Abstract

In the 1920s, British publishers produced a number of books that queried the nature of the “modern novel.” A useful way into the questions they were asking is through the dialogue between Virginia Woolf and E.M. Forster in their reviews of one another’s books and in the books they wrote about the novel. In 1926, Forster reviewed Woolf’s novels through Mrs Dalloway in The New Criterion. Throughout 1927, Woolf wrote in letters to Vita Sackville-West and her sister Vanessa, as well as in her diaries, that she was reading all of Forster’s novels to write an article on his work to be published in the Atlantic Monthly in November of 1927. In 1926, Forster was asked to write the Clark Lectures for Trinity College, delivered in the spring of 1927, that were to become Aspects of the Novel, and sought Woolf’s advice.

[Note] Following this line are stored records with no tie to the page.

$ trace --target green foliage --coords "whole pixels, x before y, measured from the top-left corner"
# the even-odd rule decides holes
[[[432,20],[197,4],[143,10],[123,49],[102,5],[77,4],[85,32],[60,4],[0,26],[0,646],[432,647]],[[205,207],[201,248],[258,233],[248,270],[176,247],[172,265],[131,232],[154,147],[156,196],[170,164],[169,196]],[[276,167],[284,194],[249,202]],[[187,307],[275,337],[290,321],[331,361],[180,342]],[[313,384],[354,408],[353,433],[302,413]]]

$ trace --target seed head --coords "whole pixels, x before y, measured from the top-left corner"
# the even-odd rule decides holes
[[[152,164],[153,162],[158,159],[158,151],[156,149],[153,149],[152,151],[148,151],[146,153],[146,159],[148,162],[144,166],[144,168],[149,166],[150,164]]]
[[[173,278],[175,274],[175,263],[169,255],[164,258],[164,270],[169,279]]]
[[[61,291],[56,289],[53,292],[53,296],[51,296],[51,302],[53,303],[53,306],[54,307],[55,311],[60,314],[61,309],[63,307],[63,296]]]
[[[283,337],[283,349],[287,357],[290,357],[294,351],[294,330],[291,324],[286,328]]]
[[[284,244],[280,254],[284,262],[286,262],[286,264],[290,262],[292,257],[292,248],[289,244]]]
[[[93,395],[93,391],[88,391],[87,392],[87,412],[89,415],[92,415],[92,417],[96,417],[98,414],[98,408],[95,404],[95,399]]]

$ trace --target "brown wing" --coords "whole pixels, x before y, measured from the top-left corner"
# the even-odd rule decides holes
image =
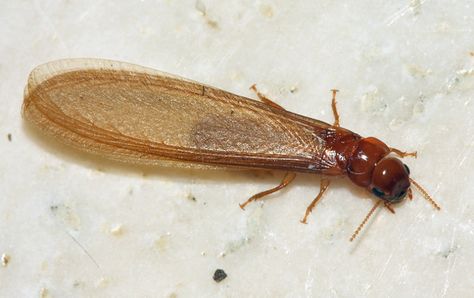
[[[315,171],[330,125],[136,65],[93,59],[34,69],[23,115],[112,159]]]

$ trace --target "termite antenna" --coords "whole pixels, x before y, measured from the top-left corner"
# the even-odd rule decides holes
[[[428,192],[426,192],[426,190],[424,190],[423,187],[421,187],[421,185],[419,185],[415,180],[410,179],[410,182],[413,183],[413,185],[415,186],[416,189],[418,189],[419,192],[421,192],[421,194],[423,195],[423,197],[431,203],[431,205],[433,205],[433,207],[435,207],[435,209],[437,210],[441,210],[441,207],[439,207],[439,205],[433,200],[433,198],[428,194]]]
[[[356,237],[357,235],[360,233],[360,231],[362,230],[362,228],[364,227],[364,225],[367,223],[367,221],[369,220],[369,218],[372,216],[372,214],[374,213],[375,209],[377,209],[377,207],[379,206],[379,204],[382,202],[382,200],[377,200],[377,202],[374,204],[374,206],[372,207],[372,209],[370,209],[369,213],[367,213],[367,215],[365,216],[364,220],[360,223],[360,225],[357,227],[357,230],[355,230],[354,234],[352,234],[352,237],[351,239],[349,240],[350,242],[352,242]]]

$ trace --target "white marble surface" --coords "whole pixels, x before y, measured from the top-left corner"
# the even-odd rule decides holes
[[[2,1],[0,20],[1,297],[472,297],[472,1]],[[326,121],[339,88],[342,125],[417,150],[406,162],[442,210],[416,194],[349,243],[372,200],[347,180],[303,225],[317,176],[241,211],[282,174],[138,168],[64,148],[20,106],[33,67],[70,57],[244,96],[258,83]]]

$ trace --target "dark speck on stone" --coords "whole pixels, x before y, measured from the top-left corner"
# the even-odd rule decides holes
[[[227,277],[227,274],[222,269],[217,269],[214,272],[214,276],[212,277],[215,282],[221,282]]]

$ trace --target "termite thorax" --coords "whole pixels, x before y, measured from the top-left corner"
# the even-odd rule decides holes
[[[390,153],[390,148],[379,139],[360,139],[347,162],[347,176],[356,185],[368,187],[377,163]]]

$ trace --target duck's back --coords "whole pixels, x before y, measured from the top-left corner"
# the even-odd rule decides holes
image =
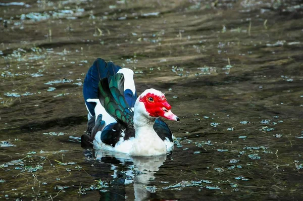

She wrote Phases of Fiction as a kind of answer to his idea that we love novels because they let us occupy a world where people can be understood. They argued about something that preoccupies us still. Should a novel teach you how to live, how to see other people’s lives and challenges; should it have a message? Or should it be beautiful, imaginative, or well crafted? (There is no right answer to this simplistic question.) Forster thought of the novelist as a kind of educator who would produce something with a clear meaning. As well, he thought that the author’s preoccupations with form or beauty compromised its usefulness. Woolf, perhaps because there were many influential visual artists in her circle, thought the novel should be itself, that its form and its beauty were not add-ons, but were an integral part of the pleasure we took in a novel and part of art’s autonomy.